The expression "waters under the heavens" must be taken in the light of the preceding division made on the second day. The "waters above the heavens" are the clouds. The waters on the unformed surface, perhaps seething and surging as tekom suggests, are here under consideration. Waters are to be gathered together to be by themselves; dry land is to assemble by itself. If the waters are to be gathered together "unto one place," this expression may be regarded as sufficiently general to cover all oceans, or "the seven seas" for that matter. These water are by themselves; that is their "one place." So again "the dry land," hayyabbashah, literally: "the dry," involved a limitation in the figure of synecdoche; the term really means continents, but continents are primarily "dry land." The verb "let be seen," tera'eh, is an imperfect used as an optative (K. S. 183 b).

The verse concludes with the customary "and it was (or became) so" to indicate that which is bidden to come into being at once forms itself.

As to the method followed in the separation of dry land and water we can Say little, Did depressions form and the waters rush down into them? We might think so. Or did elevations and mountains thrust themselves upward in the process of the congealing of the-dry land and shed the waters as they rose? (Ps 104:7-9), in describing the work of this day, seems to imply the latter Course, though the expressions used may be poetic rather than exact.

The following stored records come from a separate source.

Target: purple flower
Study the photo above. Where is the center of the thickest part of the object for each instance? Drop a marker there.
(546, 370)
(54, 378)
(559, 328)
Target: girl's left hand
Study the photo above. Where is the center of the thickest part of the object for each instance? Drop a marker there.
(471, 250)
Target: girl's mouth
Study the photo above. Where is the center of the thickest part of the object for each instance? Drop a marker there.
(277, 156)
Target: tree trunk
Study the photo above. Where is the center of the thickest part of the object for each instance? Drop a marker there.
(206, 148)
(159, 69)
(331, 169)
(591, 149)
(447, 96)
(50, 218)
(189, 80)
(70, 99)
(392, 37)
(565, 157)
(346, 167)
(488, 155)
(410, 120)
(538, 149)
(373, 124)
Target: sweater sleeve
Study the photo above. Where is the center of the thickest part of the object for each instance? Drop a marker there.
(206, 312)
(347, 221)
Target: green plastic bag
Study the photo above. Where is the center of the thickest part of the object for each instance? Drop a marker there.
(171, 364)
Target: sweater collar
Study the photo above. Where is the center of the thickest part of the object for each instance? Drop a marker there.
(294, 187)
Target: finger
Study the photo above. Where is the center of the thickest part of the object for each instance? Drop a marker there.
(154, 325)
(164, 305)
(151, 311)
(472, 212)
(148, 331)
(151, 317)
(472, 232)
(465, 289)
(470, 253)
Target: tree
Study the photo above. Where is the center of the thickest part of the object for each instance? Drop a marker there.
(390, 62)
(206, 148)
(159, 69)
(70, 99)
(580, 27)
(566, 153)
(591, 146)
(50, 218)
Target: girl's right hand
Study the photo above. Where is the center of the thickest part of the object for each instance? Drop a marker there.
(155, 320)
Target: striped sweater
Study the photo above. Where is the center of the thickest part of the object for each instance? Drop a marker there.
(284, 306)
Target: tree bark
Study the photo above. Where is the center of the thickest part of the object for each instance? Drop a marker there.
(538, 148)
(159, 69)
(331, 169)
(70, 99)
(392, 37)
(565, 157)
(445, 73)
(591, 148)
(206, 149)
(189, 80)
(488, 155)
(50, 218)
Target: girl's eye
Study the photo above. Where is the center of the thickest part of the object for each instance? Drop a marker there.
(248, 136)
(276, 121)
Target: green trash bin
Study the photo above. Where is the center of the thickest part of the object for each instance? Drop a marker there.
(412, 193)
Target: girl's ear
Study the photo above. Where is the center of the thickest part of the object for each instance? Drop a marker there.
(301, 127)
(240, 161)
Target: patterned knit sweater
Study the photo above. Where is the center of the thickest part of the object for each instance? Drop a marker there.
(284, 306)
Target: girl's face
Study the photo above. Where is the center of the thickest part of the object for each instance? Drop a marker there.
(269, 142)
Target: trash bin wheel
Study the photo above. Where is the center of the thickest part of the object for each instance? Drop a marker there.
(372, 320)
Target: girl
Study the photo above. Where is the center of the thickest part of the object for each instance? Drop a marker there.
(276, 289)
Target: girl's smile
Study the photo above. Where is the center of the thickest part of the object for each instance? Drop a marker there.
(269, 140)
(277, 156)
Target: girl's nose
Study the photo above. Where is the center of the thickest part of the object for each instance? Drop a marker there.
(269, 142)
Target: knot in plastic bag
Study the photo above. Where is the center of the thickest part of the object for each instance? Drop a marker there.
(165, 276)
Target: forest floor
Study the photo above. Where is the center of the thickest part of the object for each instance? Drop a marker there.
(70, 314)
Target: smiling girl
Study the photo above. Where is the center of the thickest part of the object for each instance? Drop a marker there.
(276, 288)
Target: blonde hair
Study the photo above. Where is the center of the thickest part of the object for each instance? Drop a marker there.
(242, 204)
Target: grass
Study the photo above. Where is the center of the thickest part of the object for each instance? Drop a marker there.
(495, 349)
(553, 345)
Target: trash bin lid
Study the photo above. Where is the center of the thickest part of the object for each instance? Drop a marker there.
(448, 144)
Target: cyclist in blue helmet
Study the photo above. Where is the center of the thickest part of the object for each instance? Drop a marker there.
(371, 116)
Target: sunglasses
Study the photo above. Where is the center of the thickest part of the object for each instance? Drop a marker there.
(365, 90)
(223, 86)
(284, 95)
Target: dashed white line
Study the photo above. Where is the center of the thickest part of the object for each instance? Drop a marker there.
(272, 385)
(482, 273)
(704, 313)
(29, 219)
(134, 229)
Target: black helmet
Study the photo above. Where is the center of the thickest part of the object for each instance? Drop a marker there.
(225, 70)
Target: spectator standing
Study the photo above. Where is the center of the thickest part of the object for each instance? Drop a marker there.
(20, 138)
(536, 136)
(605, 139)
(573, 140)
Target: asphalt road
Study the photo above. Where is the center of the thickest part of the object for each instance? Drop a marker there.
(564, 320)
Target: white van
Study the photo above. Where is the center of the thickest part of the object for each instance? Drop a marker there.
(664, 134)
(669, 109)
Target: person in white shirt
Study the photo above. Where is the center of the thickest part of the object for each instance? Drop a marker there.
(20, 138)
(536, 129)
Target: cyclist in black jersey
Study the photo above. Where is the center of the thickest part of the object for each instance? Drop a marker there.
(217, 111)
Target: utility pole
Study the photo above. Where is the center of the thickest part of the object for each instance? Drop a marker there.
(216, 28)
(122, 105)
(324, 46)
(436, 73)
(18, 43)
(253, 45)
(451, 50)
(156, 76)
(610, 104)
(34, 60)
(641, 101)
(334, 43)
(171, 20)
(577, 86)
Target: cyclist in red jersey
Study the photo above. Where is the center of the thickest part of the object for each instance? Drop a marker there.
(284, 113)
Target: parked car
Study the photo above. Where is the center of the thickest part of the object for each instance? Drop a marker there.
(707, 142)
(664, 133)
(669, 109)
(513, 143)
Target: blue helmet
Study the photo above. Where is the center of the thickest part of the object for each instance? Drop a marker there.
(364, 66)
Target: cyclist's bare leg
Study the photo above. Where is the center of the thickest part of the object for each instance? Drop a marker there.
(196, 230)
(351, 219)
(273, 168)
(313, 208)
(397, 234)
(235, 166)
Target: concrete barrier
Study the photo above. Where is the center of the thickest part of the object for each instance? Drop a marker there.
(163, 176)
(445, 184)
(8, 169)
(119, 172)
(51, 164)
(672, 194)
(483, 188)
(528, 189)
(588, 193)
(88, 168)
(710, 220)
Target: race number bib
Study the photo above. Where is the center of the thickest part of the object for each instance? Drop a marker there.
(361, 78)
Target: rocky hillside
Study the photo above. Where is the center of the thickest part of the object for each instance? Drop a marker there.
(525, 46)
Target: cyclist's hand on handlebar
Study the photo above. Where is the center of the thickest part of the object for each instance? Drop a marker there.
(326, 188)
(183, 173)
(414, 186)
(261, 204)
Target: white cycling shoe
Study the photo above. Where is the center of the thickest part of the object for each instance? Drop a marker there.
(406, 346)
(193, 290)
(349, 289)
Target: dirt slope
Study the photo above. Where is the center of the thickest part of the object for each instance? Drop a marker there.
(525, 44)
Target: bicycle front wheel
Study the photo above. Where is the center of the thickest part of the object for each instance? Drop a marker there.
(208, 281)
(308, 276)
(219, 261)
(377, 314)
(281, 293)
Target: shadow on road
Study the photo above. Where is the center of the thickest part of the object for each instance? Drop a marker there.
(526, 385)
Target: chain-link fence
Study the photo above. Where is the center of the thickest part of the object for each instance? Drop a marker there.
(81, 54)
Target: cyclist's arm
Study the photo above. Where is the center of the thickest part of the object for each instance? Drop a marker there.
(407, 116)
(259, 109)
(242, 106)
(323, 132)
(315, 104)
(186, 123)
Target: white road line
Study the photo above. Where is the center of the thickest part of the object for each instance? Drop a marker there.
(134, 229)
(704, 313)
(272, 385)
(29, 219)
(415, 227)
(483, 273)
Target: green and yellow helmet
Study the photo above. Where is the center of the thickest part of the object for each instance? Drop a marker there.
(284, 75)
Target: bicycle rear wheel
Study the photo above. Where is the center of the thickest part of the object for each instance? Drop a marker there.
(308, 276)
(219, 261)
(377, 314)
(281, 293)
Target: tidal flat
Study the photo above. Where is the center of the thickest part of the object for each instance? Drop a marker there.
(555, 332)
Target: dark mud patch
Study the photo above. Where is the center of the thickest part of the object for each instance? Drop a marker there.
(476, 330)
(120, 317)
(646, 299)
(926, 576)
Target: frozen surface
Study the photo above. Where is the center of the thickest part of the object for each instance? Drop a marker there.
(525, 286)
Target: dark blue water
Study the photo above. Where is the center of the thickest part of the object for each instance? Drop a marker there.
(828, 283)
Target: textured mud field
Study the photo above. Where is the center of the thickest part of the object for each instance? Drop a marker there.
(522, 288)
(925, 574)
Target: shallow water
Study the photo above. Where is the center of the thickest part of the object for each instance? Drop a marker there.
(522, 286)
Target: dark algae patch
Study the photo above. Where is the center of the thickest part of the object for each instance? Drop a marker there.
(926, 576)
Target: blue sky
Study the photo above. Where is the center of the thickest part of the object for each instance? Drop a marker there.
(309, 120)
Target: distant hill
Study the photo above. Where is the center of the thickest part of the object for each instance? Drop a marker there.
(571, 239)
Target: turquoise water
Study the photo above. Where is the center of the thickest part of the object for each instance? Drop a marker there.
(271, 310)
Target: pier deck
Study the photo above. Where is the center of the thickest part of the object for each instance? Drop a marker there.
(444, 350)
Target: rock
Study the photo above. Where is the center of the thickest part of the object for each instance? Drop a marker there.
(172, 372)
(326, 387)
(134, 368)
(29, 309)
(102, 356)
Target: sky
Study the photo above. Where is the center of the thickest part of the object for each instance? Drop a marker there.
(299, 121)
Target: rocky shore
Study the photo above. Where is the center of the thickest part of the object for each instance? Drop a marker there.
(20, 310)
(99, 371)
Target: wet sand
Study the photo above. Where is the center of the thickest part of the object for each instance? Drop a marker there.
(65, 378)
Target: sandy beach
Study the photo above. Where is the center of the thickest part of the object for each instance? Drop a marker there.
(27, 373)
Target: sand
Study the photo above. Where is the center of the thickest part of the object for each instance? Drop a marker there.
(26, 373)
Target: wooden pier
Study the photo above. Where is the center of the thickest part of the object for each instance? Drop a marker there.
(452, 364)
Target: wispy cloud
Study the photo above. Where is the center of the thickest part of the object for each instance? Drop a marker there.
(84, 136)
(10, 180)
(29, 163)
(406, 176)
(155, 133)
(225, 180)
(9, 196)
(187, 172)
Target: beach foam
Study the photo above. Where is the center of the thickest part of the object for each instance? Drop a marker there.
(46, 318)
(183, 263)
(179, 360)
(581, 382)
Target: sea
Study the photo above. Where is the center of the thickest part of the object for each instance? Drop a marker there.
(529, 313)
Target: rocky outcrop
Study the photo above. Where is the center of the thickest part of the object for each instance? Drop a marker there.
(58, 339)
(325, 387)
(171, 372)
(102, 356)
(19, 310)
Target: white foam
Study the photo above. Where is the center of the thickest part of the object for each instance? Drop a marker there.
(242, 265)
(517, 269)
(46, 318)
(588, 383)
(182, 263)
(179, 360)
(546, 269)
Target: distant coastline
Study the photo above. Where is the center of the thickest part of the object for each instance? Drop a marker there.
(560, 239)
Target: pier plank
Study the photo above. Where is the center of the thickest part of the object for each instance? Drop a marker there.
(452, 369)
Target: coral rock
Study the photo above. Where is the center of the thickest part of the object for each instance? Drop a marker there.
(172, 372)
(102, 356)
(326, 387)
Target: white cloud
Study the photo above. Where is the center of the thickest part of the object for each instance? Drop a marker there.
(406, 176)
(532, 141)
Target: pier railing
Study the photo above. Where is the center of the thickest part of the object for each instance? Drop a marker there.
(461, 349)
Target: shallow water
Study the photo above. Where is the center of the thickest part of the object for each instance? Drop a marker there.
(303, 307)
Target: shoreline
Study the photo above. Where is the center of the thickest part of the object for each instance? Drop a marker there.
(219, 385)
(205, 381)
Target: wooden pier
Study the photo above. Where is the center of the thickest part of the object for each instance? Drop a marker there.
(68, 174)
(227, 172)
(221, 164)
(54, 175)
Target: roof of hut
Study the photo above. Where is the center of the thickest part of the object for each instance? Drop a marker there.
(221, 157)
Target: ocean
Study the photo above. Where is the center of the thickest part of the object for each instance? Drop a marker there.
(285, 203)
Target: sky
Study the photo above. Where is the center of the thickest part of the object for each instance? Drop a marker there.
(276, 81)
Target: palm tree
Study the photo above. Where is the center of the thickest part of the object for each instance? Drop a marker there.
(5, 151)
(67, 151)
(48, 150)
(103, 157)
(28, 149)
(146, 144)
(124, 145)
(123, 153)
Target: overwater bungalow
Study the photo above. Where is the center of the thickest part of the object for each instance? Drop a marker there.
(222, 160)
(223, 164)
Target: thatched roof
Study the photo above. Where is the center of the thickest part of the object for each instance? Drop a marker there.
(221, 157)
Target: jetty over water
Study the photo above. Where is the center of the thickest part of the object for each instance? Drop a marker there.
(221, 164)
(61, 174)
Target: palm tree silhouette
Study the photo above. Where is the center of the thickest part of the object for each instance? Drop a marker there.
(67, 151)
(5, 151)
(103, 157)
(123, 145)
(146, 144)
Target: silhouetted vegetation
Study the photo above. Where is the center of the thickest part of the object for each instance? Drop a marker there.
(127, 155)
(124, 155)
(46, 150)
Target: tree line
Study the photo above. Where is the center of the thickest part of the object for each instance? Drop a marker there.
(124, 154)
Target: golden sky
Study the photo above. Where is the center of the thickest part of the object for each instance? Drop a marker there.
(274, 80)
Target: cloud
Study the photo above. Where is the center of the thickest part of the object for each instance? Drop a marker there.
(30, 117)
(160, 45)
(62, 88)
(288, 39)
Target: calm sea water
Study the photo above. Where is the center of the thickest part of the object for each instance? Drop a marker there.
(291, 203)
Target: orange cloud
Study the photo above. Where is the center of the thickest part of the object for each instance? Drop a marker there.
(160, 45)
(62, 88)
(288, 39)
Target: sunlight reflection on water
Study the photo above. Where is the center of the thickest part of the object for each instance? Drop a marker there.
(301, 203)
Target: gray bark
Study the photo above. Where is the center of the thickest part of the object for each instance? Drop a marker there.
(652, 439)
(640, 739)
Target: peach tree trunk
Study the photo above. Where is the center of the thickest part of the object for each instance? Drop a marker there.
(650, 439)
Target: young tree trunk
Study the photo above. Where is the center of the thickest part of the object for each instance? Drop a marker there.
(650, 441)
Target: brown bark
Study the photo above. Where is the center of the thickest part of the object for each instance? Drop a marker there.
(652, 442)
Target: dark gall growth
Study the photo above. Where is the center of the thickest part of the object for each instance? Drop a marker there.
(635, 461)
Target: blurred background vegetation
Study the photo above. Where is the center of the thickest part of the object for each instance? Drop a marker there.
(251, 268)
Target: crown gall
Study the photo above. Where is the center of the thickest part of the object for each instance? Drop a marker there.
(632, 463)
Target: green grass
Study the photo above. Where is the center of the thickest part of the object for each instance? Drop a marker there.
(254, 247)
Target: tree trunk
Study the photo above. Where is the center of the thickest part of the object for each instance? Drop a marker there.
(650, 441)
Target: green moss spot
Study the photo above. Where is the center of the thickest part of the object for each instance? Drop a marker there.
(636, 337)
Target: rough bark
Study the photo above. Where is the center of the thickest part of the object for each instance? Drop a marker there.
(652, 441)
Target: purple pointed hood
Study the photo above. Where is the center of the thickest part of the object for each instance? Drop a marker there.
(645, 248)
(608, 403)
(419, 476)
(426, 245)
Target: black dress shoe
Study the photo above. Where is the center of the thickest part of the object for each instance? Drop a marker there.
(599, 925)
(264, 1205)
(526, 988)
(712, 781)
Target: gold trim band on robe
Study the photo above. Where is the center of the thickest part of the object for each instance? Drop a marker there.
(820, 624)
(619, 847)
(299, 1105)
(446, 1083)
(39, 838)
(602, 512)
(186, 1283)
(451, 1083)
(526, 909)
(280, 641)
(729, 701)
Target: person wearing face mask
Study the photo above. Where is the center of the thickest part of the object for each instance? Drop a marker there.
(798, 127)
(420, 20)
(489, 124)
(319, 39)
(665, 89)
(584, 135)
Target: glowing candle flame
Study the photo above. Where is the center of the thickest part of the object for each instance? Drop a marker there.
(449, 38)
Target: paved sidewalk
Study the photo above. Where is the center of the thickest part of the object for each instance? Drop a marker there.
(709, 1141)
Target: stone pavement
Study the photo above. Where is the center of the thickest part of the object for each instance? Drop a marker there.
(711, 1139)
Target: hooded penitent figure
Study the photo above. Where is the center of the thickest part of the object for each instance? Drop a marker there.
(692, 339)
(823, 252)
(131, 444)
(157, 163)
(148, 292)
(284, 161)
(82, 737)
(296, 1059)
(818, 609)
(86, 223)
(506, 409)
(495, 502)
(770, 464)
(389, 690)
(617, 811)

No one, it seems, will ever be able to speak a final verdict in regard to this question.

But, surely, in the course of these gigantic, upheavals, not catastrophic in nature because they involve organization rather than disruption, there was a tremendous amount of geologic formation. In fact, it would be perfectly safe to assume that all basic and all regular, formations were disposed of in this day's work. As a result, indeed, no record of the rapidity with which, certain formations took place is written upon the various formations, for vast as these formations were, they were controlled by the orderly operations of divine omnipotence and by these potentialities, no doubt, which the Spirit "hovering over the face of the waters" had implanted. Even these basic forms might, therefore, offer to him who acts on the assumption that there never were any accelerated formations the appearance of things laid down by the slow process of nature that we see in operation at this late day. But this ninth verse surely teaches that what we call geologic formations took place in titanic and gigantic measure at a vastly accelerated pace in a truly miraculous creative work as astounding as the rest.

As far as the expression yammim, "seas," (v. 10) is concerned, it must be noted that it is used in a loose sense so as to include every body of water, like inland lakes and also `the rivers. But since the area of the seas is vastly in excess of that of the smaller bodies, the name is taken from the outstanding part, a parte potiori.

Just because the Greek translators misread the word miqweh, "collection," for the word maqom, "place," that does not give any better reading or occasion for a textual change (Kit.). To call the newly assembled waters "the collection of waters" is most appropriate (v. 10); to say that they are to collect in "one place" is equally appropriate (v. 9). The clause added by the Septuagint is a pedantic attempt at improvement.